Posted by Guy Doulberg <Gu...@conduit.com>.
Thanks, I think I will try your way of developing (replacing the ant)
________________________________________
‏‏מאת: Tsz Wo (Nicholas), Sze [s29752-hadoopgeneral@yahoo.com]
‏‏נשלח: ‏‏יום שישי 08 אפריל 2011 21:08
‏‏אל: common-user@hadoop.apache.org
‏‏נושא: Re: Developing, Testing, Distributing

First of all, I am a Hadoop contributor and I am familiar with the Hadoop code
base/build mechanism.  Here is what I do:


Q1: What IDE you are using,
Eclipse.

Q2: What plugins to the IDE you are using
No plugins.

Q3:  How do you test your code, which Unit test libraries your using, how do
you run your automatic tests after you have finished the development?
I use JUnit.  The tests are executed using ant, the same way for what we did in
Hadoop development.

Q4: Do you have test/qa/staging environments beside the dev and the production?
How do you keep it similar to the production
We, Yahoo!, have test clusters which have similar settings as production
cluster.

Q5: Code reuse - how do you build components that can be used in other jobs, do
you build generic map or reduce class?
I do have my own framework for running generic computations or generic jobs.

Some more details:
1) svn checkout MapReduce trunk (or common/branches/branch-0.20 for 0.20)
2) compile everything using ant
3) setup eclipse
4) remove existing files under ./src/examples
5) develop my codes under ./src/examples
6) add unit tests under ./src/test/mapred

I find it very convenient since (i) the build scripts could compile the examples
code, run unit test, create jar, etc., and (ii) Hadoop contributors would
maintain it.

Hope it helps.
Nicholas Sze

Re: Developing, Testing, Distributing

Posted by "Tsz Wo (Nicholas), Sze" <s2...@yahoo.com>.
First of all, I am a Hadoop contributor and I am familiar with the Hadoop code 
base/build mechanism.  Here is what I do:


Q1: What IDE you are using,
Eclipse.

Q2: What plugins to the IDE you are using
No plugins.

Q3:  How do you test your code, which Unit test libraries your using, how do  
you run your automatic tests after you have finished the development?
I use JUnit.  The tests are executed using ant, the same way for what we did in 
Hadoop development.

Q4: Do you have test/qa/staging environments beside the dev and the production? 
How do you keep it similar to the production
We, Yahoo!, have test clusters which have similar settings as production 
cluster.

Q5: Code reuse - how do you build components that can be used in other jobs, do 
you build generic map or reduce class?
I do have my own framework for running generic computations or generic jobs.

Some more details:
1) svn checkout MapReduce trunk (or common/branches/branch-0.20 for 0.20)
2) compile everything using ant
3) setup eclipse
4) remove existing files under ./src/examples 
5) develop my codes under ./src/examples
6) add unit tests under ./src/test/mapred

I find it very convenient since (i) the build scripts could compile the examples 
code, run unit test, create jar, etc., and (ii) Hadoop contributors would 
maintain it.

Hope it helps.
Nicholas Sze

Re: Developing, Testing, Distributing

Posted by "W.P. McNeill" <bi...@gmail.com>.
I use IntelliJ, though Eclipse works too.  I don't have any Hadoop-specific
plug-ins; both IDEs are just set up as vanilla Java programming
environments.

Chapter 5 of *Hadoop: the Definitive
Guide<http://www.librarything.com/work/8488103>
 *has a good overview of testing methodology.

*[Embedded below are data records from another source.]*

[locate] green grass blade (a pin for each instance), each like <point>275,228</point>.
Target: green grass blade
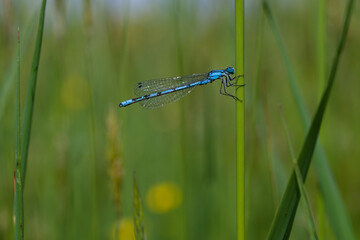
<point>30,97</point>
<point>282,224</point>
<point>240,121</point>
<point>336,211</point>
<point>19,204</point>
<point>300,181</point>
<point>9,83</point>
<point>138,213</point>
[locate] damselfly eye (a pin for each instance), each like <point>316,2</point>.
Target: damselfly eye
<point>230,70</point>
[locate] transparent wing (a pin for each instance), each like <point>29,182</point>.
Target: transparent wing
<point>159,85</point>
<point>165,99</point>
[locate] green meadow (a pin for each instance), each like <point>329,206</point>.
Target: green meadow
<point>76,166</point>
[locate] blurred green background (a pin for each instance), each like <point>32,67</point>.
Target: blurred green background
<point>84,149</point>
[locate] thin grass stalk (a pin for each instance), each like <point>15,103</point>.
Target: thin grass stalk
<point>320,48</point>
<point>240,121</point>
<point>30,97</point>
<point>300,180</point>
<point>321,43</point>
<point>88,24</point>
<point>183,133</point>
<point>19,200</point>
<point>9,82</point>
<point>335,206</point>
<point>138,212</point>
<point>282,224</point>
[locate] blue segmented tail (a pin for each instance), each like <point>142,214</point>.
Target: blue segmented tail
<point>159,92</point>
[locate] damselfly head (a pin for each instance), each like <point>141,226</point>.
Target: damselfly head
<point>230,70</point>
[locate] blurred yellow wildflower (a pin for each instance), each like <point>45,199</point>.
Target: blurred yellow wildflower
<point>123,230</point>
<point>163,197</point>
<point>75,93</point>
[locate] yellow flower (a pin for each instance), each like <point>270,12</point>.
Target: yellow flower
<point>163,197</point>
<point>123,230</point>
<point>75,93</point>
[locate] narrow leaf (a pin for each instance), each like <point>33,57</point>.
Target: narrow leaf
<point>282,223</point>
<point>30,97</point>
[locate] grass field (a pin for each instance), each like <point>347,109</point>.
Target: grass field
<point>84,150</point>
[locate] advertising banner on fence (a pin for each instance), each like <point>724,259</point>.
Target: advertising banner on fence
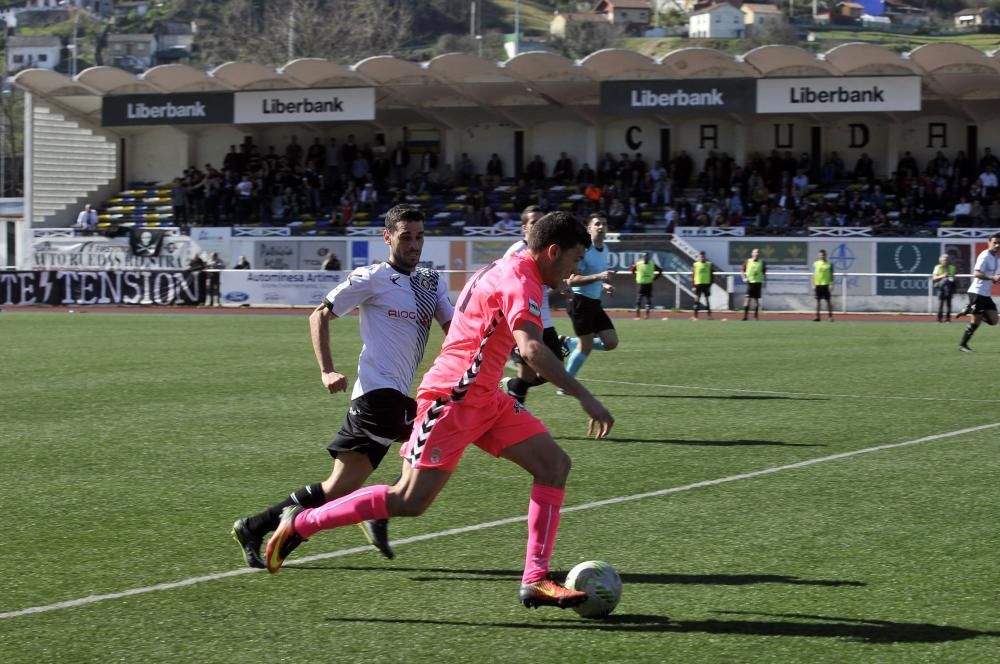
<point>171,253</point>
<point>313,105</point>
<point>278,287</point>
<point>82,288</point>
<point>779,257</point>
<point>911,258</point>
<point>838,94</point>
<point>978,249</point>
<point>847,257</point>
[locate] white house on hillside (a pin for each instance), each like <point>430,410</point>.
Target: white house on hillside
<point>721,21</point>
<point>40,51</point>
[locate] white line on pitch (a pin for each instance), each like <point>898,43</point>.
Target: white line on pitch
<point>92,599</point>
<point>743,390</point>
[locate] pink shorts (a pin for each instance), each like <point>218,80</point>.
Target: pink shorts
<point>443,429</point>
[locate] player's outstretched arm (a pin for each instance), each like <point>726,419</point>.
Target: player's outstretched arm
<point>528,338</point>
<point>319,332</point>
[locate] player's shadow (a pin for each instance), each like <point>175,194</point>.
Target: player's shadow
<point>740,442</point>
<point>856,629</point>
<point>724,397</point>
<point>450,574</point>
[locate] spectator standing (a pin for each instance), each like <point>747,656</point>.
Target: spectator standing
<point>981,304</point>
<point>381,409</point>
<point>659,185</point>
<point>701,278</point>
<point>213,278</point>
<point>822,283</point>
<point>527,377</point>
<point>944,279</point>
<point>646,271</point>
<point>591,279</point>
<point>244,199</point>
<point>86,221</point>
<point>563,171</point>
<point>494,171</point>
<point>196,268</point>
<point>293,152</point>
<point>331,263</point>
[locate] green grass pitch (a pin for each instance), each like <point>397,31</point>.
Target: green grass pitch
<point>129,443</point>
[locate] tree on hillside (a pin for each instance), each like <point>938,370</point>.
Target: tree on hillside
<point>583,38</point>
<point>268,33</point>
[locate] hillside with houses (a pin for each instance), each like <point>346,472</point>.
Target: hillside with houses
<point>71,35</point>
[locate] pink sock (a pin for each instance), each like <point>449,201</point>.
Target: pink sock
<point>366,503</point>
<point>543,524</point>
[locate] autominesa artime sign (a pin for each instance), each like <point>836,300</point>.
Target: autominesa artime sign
<point>308,105</point>
<point>836,94</point>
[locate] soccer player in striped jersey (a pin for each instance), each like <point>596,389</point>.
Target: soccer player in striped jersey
<point>398,301</point>
<point>459,404</point>
<point>981,304</point>
<point>526,377</point>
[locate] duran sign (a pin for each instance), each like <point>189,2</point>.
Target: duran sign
<point>668,97</point>
<point>849,94</point>
<point>185,108</point>
<point>319,105</point>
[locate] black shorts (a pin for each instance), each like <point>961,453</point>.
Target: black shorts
<point>981,303</point>
<point>588,316</point>
<point>551,340</point>
<point>375,420</point>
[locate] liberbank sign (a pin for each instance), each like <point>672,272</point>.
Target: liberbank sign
<point>668,97</point>
<point>848,94</point>
<point>259,107</point>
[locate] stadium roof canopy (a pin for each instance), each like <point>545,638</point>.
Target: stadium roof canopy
<point>532,85</point>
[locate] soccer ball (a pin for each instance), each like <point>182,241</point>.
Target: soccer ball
<point>601,583</point>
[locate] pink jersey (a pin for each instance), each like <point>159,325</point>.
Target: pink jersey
<point>494,301</point>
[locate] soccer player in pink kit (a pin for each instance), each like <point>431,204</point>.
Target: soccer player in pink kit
<point>459,404</point>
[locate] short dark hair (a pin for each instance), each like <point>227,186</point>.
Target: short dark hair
<point>398,213</point>
<point>531,209</point>
<point>560,228</point>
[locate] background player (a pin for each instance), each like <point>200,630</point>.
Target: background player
<point>822,282</point>
<point>526,377</point>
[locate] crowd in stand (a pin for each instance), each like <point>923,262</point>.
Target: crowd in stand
<point>778,193</point>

It's what I follow. I always
run code in local single-JVM mode so that I can step through it in the IDE's
debugger. Only when I've got that working do I try to deploy to a cluster.
For debugging scale-up bugs that only happen on the cluster I rely on Log4j
logging, though I add code that allows the log level to be set via a Hadoop
configuration parameter so that I can run different jobs at different log
levels on the same cluster. I also do my best to factor my logic apart from
the Hadoop boilerplate so that I can unit test the former with Juint4. More
details on my testing methodology here:
http://cornercases.wordpress.com/2011/04/08/unit-testing-mapreduce-with-the-adapter-pattern/
.

In my organization we have a single cluster that is used for
research,testing, and production work. This works fine.  Just make sure to
set up HDFS permissions so that you don't accidentally delete work. We also
have a separate one-node cluster that is used for controlled measurement of
wall-clock performance of Hadoop jobs.

We write directly to the Map/Reduce interface instead of using higher level
tools like Pig or Cascade. Those higher level tools look like they would be
helpful, but no one has had the time to learn how to use them yet. All the
code reuse techniques I employ are described in the link above. For each job
I end up directly subclassing Hadoop's Mapper and Reducer classes. I find
those to already be at the right level of generality and haven't had cause
to add any further encapsulation.


On Thu, Apr 7, 2011 at 12:39 AM, Guy Doulberg <Gu...@conduit.com>wrote:

> Hey,
>
> I have been developing Map/Red jars for a while now, and I am still not
> comfortable with the developing environment I gathered for myself (and the
> team)
>
> I am curious how other Hadoop developers out-there, are developing their
> jobs...
>
> What IDE you are using,
> What plugins to the IDE you are using
> How do you test your code, which Unit test libraries your using, how do you
> run your automatic tests after you have finished the development?
> Do you have test/qa/staging environments beside the dev and the production?
> How do you keep it similar to the production
> Code reuse - how do you build components that can be used in other jobs, do
> you build generic map or reduce class?
>
> I can tell you that I have no answer to the questions above,
>
> I hope that this post is not too general, but I think the discussion here
> could be helpful for newbie and experienced developers all together
>
> Thanks Guy
>